9/11 Victims Are Still Getting Sick, But Federal Funding Is Running Out Faster Than Expected

Sep 10, 2021
In The News

In 2019, the long legislative fight over what role the federal government should play in paying for the health care needs of 9/11 survivors and first-responders seemed to reach a final bipartisan conclusion.

But now the fight for funding is back on the legislative agenda, as Congress considers a bill to update the funding formula for a key program that could mean billions of additional dollars for care.

After a decade of acrimonious debate, Congress passed a bill that authorized the 9/11 Victims Compensation Fund through 2090, effectively covering the entire lifetime of anyone who could possibly have been directly affected by the terrorist attacks in 2001. A similar bill was passed four years earlier to extend the World Trade Center Health Program through 2090.

In retrospect, the fact that this issue ever fell along partisan lines might strike some as surprising, especially now that both parties have engaged in large-scale government spending during the COVID era — but for nearly two decades that's exactly what happened.

In the lead-up to the 2019 bill, former Daily Show host Jon Stewart, a long-time advocate for 9/11 victims, duked it out with Senate Majority Leader Mitch McConnell (R-Ky.) over the timing of the legislation. Budget hawk Sen. Rand Paul (R-Ky.), meanwhile, blocked the bill over concerns about the national debt.

It was a strange time indeed on Capitol Hill and yet the fight for more funding isn't over.

Fight for 9/11 Victims' Compensation

The original sponsors of the James Zadroga 9/11 Health and Compensation Act — which established the World Trade Center Health Program and set up a more permanent VCF — have introduced a new bill that would update the funding formula for the health program.

To understand the significance of this, here's a quick primer on the two main programs: The WTC Health Program handles medical treatment and monitoring, and is based in the U.S. Department of Health and Human Services, while the VCF provides direct financial compensation to those diagnosed with eligible illnesses or conditions, and is based in the Department of Justice.

The two programs work in tandem, but they are not one and the same. People can enroll in one or the other based on their needs.

When the WTC Health Program was extended back in 2015, it was given a funding formula that some now argue is inadequate to meet the growing health needs of the survivor population.

"We successfully passed and reauthorized [the WTC Health Program] to 2090, so really the lifetime of all of the survivors and heroes of 9/11, but we found out that in the health program they are projected to run out of money in 2025," said Rep. Carolyn Maloney (D-N.Y.), a lead sponsor of the bill along with Rep. Jerrold Nadler (D-N.Y.), Rep. Andrew Garbarino (R-N.Y.) and Sen. Kirsten Gillibrand (D-N.Y.).

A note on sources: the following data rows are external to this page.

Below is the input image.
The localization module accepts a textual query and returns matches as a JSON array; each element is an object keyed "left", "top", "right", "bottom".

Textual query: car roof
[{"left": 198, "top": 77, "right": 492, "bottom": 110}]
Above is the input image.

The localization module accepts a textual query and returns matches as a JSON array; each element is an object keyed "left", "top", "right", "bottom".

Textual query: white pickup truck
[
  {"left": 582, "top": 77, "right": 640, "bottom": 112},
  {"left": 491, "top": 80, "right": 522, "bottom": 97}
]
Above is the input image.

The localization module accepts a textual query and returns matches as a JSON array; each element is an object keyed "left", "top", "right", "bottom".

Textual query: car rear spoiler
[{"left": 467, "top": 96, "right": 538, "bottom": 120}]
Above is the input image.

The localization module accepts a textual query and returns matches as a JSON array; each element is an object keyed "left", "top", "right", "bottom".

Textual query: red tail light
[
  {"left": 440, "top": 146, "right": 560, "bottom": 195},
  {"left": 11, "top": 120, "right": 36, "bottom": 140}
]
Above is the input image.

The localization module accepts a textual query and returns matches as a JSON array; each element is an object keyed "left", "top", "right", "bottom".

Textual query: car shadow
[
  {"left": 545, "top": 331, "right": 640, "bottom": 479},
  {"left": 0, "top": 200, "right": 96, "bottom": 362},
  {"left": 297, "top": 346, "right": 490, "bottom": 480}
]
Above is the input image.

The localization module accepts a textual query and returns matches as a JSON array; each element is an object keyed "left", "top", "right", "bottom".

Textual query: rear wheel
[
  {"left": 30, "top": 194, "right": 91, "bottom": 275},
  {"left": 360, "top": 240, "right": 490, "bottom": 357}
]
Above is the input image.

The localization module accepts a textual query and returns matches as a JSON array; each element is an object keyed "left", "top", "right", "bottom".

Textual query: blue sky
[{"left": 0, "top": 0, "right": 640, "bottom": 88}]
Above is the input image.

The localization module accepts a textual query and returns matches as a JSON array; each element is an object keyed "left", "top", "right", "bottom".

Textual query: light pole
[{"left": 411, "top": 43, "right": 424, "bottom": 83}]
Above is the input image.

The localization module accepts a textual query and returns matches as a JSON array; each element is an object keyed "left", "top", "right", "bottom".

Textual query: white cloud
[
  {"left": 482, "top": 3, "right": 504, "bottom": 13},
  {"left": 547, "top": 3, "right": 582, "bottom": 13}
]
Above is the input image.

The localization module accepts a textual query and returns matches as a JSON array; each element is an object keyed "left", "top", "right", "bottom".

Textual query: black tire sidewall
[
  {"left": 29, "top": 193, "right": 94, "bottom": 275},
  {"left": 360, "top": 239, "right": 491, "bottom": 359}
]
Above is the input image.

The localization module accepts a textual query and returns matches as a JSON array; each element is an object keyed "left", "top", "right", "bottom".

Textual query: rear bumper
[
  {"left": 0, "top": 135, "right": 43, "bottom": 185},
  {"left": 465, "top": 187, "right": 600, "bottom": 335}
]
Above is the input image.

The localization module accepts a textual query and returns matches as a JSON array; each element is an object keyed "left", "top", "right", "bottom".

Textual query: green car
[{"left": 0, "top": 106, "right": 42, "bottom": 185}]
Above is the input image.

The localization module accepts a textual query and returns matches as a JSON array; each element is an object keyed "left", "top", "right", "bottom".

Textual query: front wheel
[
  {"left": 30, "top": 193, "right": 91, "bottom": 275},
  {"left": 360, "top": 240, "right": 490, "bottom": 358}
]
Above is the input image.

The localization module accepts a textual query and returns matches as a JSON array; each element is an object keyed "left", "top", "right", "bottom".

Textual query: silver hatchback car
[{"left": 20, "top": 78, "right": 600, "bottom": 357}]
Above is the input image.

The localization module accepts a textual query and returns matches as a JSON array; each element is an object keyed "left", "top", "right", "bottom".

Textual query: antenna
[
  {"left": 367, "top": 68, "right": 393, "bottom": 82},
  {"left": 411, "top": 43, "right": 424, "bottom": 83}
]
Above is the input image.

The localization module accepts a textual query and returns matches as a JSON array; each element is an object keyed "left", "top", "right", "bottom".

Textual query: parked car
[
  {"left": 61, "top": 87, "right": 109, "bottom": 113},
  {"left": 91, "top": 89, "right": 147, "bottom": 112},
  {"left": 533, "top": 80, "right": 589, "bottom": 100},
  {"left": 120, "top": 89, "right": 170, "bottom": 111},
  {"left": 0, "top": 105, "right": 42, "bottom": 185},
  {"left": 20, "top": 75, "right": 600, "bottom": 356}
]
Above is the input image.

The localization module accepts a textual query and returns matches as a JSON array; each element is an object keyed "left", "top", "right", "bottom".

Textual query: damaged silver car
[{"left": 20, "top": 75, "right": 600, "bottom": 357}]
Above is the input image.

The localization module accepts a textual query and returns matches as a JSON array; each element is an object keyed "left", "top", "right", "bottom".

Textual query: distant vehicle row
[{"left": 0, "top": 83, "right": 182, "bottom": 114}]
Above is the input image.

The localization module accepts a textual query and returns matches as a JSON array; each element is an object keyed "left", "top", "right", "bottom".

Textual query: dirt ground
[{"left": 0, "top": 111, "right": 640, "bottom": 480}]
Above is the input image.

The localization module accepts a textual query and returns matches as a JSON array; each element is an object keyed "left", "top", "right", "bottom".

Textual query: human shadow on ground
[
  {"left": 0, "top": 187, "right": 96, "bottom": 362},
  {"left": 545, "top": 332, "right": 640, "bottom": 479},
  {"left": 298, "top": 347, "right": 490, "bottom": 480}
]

The 9/11 Responder and Survivor Health Funding Correction Act is just the latest effort from Maloney to support 9/11 victims. The congresswoman has been one of the leading champions of the successive bills that have secured funding for the programs.

Emerging Illnesses Among 9/11 Survivors

She noted that inflation in health care costs is partly to blame for the shortfall, but the main culprit is the growing number of cancers and respiratory conditions that could be related to the attacks that are now emerging.

As health care professionals have previously pointed out in congressional testimony, many of these diseases have what's called a long latency, as in they take a while to emerge (think asbestos exposure). In the coming years, they say more conditions are likely to crop up.

"What we saw was a huge population of people in the 9/11 community who were coming down with horrible cancers and respiratory conditions, and it wasn't stopping," Lee London, managing attorney of the VCF practice for Barasch & McGarry, told Cheddar. "More and more people, first-responders, residents, workers, were getting diagnosed with severe cancer and respiratory conditions, and they couldn't figure out where it was coming from."

The New York-based firm is currently working with 25,000 clients seeking compensation for conditions they believe developed because of the attacks. London expects that number to grow.

"When the World Trade Center Health Program was initially funded, they didn't adequately project the number of 9/11 first responders and survivors who would get sick to cover everyone in the zone," he said.

The CDC estimates that a total of 500,000 people were exposed to toxic contaminants and emotionally stressful conditions during the attacks, with possible conditions ranging from chronic cough to post-traumatic stress disorder.

At the WTC Health Program, there are currently 112,042 people enrolled. In theory, London said, that leaves nearly 400,000 people who could potentially need support in the future.

"That increase is evidence alone that as time goes on and more people in the 9/11 community become aware of these programs, they're going to want to take advantage of these benefits, and we want to make sure that the health program is fully funded to take care of them," London said.

The new bill would allocate an additional $2.6 billion and put money into new research on the possible health impacts on the 35,000 children who lived in the impacted area.

The goal is to include it in the $3.5 trillion spending and tax package the House is currently considering.

"There's always pushback to everything, but we're persevering," she said. "We've been successful in our efforts, and I expect we'll be successful now. They were there for us. We need to be there for them. That's all we can do as a grateful nation."